I finally decided to write a source/symbolic debugger utility. With my experience of interfacing
GDB to EMMY, I thought I would just do that. But with EMMY, GDB runs under
Linux and still has all the Linux-like system calls it can make. Plus the fact that it is huge
and very (perhaps overly) complex lead me to write my own.
The basic idea is that the debugger runs in its own separate process and will 'attach' threads to be
debugged in a process. It will then run them as commanded. When a thread gets an exception, it will
send a message to the debugger then wait for the debugger to resume it (or abort it or whatever).
Attaching consists of the debugger making a system
call, oz_sys_thread_attach, that tells the system to notify the caller whenever the target
thread signals an exception. The target thread will then set an event flag that the caller specified
then it will wait for another event flag the caller specified.
Another kernel mechanism used by the debugger is one where the debugger can tell a target thread to
halt. The system does this by queuing an express ast to the target that causes it to signal an
OZ_HALTED exception. The attach mechanism above is invoked and the debugger is then notified
when the thread halts and the target thread then waits for the debugger to resume it.
A final kernel mechanism is peek and poke. The debugger uses oz_sys_process_peek and
oz_sys_process_poke to access the target process' address space.
Probably the hardest part of the debugger was interpreting the stabs entries. There are a few things
that have to be programmed around.
- There is no void type, they just have an infinite loop self-reference.
- It defines the char type as being 7 bits (an integer in the range 0..127) instead of 8 bits.
- Stab entries don't follow source file order, especially with respect to variable declarations. Like globals
can be defined anywhere in the executable, and static vars can be defined at the end of a module and
stack variables are defined before the enclosing left brace.
The debugger will only work with threads of one process at a time. Also, each time
it gets halted, it will scan a process for newly created threads and attach them.
- debug [-nokernel] [-resume] <thread-id or process-id>
Also, the cli has an option, -debug, that you can put
on the front of commands which will start the debugger running on the given command. So
for example, -debug run somethingimtryingtofix will run the image, suspended, then
start the debugger on it.
- thread-id or process-id is the thread or process to be debugged. All threads
in the target process will be attached and halted. If a thread-id is given, all
threads in the same process will be attached and halted.
- -nokernel tells it not to load the kernel image's symbol table on startup
- -resume tells it to resume the target thread after attaching and halting it.
If you use this option, you must specify a thread-id, not a process-id.

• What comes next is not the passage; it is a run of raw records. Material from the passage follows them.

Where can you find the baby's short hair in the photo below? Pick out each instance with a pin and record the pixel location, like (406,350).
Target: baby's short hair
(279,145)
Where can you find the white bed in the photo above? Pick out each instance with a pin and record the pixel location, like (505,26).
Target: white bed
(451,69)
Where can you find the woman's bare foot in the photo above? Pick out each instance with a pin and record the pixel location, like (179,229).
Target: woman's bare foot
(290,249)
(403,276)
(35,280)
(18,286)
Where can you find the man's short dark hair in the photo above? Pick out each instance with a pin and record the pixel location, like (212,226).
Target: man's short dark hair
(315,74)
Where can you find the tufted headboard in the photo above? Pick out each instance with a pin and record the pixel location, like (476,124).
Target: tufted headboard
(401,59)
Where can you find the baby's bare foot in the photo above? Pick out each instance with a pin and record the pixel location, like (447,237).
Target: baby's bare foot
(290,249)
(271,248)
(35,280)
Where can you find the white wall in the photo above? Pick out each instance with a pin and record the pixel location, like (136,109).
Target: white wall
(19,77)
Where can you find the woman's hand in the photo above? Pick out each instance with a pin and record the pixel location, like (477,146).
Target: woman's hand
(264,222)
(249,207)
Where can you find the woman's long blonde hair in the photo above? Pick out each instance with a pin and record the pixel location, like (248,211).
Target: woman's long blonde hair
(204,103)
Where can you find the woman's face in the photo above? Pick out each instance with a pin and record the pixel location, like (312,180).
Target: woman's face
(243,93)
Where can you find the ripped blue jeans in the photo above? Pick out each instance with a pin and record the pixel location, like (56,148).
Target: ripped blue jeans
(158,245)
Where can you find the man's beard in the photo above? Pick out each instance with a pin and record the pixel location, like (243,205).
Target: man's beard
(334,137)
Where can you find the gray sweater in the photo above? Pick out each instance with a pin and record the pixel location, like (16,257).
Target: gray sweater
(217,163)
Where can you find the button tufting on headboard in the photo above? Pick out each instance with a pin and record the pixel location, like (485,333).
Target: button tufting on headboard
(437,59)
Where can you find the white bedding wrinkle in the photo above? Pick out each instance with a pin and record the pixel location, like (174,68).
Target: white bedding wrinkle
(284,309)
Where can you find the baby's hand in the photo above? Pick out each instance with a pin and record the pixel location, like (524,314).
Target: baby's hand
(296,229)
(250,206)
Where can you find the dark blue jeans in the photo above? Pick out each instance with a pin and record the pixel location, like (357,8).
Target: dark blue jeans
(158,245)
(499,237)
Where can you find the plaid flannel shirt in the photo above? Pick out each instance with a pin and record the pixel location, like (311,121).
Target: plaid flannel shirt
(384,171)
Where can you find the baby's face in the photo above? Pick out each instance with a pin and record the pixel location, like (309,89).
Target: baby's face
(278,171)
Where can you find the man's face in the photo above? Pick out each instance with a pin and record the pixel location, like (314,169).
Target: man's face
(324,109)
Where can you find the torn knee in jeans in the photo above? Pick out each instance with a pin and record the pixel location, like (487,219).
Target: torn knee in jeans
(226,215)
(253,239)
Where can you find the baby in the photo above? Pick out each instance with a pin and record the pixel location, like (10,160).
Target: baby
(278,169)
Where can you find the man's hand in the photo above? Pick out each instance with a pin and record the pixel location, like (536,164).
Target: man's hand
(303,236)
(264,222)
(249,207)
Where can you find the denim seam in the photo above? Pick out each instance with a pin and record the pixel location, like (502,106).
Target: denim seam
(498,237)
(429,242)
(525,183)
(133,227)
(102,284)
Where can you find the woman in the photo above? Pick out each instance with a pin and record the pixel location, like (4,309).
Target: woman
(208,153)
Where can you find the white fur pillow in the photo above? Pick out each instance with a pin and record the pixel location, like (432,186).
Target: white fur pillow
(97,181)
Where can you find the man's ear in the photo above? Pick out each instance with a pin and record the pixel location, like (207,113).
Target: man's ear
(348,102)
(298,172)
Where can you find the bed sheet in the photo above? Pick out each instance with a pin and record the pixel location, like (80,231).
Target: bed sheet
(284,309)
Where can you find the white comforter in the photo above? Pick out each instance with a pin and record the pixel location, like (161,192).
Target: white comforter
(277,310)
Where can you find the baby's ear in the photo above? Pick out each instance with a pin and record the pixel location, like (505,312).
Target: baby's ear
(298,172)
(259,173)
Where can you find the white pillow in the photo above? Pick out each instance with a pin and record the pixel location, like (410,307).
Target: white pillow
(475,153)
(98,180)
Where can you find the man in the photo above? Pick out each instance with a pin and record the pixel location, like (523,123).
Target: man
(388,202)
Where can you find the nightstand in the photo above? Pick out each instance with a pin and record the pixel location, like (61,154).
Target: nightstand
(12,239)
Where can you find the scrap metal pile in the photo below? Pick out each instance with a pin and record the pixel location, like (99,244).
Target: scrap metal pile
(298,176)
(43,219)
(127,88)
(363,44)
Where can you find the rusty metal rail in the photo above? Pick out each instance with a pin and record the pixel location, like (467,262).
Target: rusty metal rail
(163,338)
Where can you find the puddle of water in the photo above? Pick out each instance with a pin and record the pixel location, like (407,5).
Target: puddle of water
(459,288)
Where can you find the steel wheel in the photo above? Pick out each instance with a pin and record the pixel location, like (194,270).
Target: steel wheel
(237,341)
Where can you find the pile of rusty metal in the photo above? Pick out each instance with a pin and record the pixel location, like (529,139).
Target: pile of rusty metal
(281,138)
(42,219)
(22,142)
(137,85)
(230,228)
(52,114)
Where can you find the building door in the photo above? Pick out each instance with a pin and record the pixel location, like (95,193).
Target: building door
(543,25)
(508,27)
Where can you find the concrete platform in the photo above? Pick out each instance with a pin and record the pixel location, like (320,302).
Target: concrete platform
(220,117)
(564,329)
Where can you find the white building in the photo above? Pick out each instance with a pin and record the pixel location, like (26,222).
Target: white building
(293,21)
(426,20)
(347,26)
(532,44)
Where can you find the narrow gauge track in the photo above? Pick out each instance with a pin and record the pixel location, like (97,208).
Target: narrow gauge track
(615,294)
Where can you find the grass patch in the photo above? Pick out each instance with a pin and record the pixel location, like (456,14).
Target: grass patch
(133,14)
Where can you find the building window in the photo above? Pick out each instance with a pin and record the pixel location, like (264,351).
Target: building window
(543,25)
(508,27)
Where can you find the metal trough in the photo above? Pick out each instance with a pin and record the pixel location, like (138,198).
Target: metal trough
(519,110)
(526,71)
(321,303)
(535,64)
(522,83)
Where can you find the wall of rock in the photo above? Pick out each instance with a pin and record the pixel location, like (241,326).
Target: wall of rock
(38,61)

- break - manage breakpoints
- continue - continue all threads
- directory - specify source file directory
- down - go down some call levels
- dump - dump a range of memory
- file - manage executable (symbol table) files
- help - print help messages
- instruction - disassemble instructions
- print - print data
- quit - quit out of debugger
- tcontinue - continue current thread (all others stay halted)
- thread - manage threads
- tnext - step current thread by source line over calls (all others stay halted)
- tstep - step current thread by source line into calls (all others stay halted)
- tstepi - step current thread by machine instruction into calls (all others stay halted)
- up - go up some call levels
- where - print out call frame trace
Things to do:
Thread and Process
As with all of OZONE, the debugger uses the term thread to mean virtual CPU, a register set or execution context,
however you like to think of it. The debugger uses the term process to mean address space or just about everthing
else in the computer system that a thread has access to.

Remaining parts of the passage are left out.